E’ tutto un saliscendi tra pareti scoscese e tratti attrezzati che si alternano ad infiniti ghiaioni. E’ il tratto forse più bello e difficile e dopo molte ore giungendo alla valle di San Vito dove troviamo nuovamente dell’acqua e sentiamo in lontananza i primi rumori della civiltà, è un ronzio di una motocicletta.
A questo primo rumore si alternano i fischi di alcune marmotte o di due camosci, stiamo abbandonando il silenzio assoluto del regno dei Croderes.

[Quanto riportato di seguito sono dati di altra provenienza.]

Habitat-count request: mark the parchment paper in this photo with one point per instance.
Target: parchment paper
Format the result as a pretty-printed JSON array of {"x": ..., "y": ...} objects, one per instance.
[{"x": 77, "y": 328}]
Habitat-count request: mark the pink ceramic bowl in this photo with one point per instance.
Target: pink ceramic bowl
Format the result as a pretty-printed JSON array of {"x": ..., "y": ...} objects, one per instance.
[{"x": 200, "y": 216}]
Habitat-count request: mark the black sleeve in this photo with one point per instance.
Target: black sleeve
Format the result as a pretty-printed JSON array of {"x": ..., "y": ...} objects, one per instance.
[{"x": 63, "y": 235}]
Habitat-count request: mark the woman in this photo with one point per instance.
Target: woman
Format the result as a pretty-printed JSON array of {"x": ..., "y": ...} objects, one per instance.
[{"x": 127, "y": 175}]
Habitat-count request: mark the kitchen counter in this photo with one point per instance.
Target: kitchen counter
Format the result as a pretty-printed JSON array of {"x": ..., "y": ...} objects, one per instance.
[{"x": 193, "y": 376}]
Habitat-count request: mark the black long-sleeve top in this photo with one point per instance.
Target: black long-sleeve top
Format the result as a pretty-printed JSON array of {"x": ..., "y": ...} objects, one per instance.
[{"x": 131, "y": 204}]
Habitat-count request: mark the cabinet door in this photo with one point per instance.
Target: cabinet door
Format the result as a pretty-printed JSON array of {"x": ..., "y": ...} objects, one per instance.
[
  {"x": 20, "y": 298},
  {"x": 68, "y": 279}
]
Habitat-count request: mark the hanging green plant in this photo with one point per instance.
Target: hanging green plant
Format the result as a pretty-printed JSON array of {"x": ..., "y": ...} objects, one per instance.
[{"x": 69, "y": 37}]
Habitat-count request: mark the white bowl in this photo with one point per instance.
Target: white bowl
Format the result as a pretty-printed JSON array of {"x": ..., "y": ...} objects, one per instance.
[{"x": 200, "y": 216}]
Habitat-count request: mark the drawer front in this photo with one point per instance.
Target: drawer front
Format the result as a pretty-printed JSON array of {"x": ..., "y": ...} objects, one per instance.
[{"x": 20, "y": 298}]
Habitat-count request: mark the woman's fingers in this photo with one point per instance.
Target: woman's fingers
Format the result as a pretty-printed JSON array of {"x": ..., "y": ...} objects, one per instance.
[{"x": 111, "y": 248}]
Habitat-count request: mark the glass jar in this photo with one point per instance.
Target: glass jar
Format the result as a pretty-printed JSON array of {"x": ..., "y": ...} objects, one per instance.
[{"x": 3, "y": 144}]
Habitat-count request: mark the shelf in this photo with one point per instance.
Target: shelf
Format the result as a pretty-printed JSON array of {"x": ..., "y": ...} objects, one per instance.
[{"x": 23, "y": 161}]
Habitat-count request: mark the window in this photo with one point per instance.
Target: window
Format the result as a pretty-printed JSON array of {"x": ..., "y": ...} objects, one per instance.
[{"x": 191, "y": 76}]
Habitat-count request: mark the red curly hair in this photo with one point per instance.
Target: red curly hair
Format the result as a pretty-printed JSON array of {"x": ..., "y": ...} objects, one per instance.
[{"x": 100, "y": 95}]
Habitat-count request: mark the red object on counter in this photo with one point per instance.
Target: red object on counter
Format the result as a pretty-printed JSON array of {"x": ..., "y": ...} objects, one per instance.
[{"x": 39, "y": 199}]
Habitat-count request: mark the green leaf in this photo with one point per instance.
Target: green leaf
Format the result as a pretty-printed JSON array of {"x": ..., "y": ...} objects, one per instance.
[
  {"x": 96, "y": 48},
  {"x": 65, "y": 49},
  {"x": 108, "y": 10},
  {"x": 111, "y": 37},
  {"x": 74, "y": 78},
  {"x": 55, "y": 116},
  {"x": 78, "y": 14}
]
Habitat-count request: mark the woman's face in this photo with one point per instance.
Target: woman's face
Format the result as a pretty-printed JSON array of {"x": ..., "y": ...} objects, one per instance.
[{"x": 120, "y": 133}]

Di sera al rifugio l’atmosfera è magica, si canta in sardo e tedesco, un ospite prende la chitarra ed intona molte canzoni conosciute che cantiamo tutti insieme.

Il rientro verso Calalzo lungo la forcella piccola e la valle d’Oten dopo la cascata delle Pile è meno spettacolare, la strada forestale ci sembra infinitamente lunga, è la stanchezza ed il peso dello zaino che ci sfianca.